Lawmakers asked about potential fiscal impacts to the state and to Clark County residents’ property taxes if projected revenues fall short, and the team fails to fulfill their debt payments. FOX5 has reported that Clark County officials negotiated specific terms to prevent that scenario as much as possible.

“What is the worst-case scenario in case things don’t go well?” Harris asked.

Aguero noted the project would have four years of debt service reserves, which would be fully depleted if there were zero revenue for four years.

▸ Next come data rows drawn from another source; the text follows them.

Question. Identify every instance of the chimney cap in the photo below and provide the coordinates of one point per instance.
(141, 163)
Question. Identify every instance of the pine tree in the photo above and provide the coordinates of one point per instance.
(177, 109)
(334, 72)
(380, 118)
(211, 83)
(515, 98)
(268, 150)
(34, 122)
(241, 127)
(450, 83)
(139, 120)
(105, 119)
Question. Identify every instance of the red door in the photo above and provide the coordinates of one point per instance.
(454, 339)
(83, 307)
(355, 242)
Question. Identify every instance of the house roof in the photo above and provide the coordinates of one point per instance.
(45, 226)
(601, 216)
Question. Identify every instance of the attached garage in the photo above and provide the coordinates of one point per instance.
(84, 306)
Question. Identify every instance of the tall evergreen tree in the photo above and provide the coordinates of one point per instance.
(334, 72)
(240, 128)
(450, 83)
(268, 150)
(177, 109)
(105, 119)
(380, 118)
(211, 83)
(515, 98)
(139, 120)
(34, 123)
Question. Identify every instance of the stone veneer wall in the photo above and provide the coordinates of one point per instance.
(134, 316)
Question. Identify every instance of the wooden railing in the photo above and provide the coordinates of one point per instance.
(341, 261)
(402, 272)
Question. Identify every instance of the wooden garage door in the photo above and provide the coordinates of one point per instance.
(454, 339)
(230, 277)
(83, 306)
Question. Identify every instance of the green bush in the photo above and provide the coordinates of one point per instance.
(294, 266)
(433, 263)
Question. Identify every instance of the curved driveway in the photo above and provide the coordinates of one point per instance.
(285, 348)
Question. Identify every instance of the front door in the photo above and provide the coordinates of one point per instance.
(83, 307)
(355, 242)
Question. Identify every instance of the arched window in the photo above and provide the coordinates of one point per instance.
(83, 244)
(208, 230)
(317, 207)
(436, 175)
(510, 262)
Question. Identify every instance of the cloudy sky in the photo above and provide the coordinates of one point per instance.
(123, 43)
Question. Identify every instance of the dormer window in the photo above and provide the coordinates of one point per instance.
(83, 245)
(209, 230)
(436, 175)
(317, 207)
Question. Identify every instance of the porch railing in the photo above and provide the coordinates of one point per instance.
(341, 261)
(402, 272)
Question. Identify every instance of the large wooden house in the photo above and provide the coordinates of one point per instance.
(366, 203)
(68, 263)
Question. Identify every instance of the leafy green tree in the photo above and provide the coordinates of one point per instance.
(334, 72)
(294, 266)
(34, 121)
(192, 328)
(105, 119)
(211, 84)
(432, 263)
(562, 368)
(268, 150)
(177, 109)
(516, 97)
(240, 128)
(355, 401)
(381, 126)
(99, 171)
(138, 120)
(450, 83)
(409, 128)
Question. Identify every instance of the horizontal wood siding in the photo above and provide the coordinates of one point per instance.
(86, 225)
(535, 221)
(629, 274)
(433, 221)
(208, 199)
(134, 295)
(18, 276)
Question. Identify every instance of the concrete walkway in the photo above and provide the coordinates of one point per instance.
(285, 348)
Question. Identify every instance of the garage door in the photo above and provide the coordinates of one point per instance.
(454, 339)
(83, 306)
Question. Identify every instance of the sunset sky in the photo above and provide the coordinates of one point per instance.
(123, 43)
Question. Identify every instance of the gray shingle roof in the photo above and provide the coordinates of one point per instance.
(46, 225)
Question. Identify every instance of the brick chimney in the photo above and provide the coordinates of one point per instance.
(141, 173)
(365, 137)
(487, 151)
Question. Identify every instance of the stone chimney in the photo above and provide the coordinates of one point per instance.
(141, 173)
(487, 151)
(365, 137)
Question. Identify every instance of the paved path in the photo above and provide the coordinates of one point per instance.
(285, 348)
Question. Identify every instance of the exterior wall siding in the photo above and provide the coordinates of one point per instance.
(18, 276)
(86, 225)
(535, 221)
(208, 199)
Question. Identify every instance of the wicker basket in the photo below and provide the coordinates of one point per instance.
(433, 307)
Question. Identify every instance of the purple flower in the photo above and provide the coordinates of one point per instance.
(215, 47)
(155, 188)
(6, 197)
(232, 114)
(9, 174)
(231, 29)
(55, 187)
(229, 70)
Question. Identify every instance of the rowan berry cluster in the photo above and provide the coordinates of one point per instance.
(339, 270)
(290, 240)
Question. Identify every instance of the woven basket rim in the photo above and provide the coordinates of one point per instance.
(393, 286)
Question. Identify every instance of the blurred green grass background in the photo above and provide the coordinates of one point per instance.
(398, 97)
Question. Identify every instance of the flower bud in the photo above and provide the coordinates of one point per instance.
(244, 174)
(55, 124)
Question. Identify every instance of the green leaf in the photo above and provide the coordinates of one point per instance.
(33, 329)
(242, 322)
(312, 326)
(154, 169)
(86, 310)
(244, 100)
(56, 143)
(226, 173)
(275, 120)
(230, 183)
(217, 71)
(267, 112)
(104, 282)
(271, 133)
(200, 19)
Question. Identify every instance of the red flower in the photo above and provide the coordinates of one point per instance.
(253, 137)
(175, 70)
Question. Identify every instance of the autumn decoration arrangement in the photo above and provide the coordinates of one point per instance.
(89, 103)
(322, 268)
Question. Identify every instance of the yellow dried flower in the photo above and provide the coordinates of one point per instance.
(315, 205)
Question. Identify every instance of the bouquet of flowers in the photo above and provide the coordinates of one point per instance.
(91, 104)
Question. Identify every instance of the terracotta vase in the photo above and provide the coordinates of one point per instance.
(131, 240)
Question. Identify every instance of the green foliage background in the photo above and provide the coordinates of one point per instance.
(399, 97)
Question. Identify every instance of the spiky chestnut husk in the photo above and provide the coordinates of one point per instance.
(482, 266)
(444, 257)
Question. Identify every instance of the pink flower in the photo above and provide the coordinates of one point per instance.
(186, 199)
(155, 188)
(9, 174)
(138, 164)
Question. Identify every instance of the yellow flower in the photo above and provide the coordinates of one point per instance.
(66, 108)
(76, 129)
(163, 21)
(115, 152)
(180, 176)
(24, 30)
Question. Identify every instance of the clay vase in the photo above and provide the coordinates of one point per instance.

“That’s a pretty unlikely scenario considering the order of magnitude,” Aguero said. During the pandemic, when the stadium generated no revenue, Clark County dipped into its debt service reserves to make bond payments.

Lawmakers also voiced concerns about traffic. Hill said that Clark County and the team will have discussions on infrastructure improvements.

A high-level official tells FOX5, the team would have to pay for any additional improvements outside the $25 million in the bill for infrastructure, public works and stadium improvements. A pedestrian bridge could cost $20 million.

For the ballpark bill to pass, SB1 needs a Senate Committee of the Whole vote, then a vote by the entire Senate; then as the bill heads to the Assembly, it would require an Assembly Committee of the Whole vote, then a whole Assembly vote.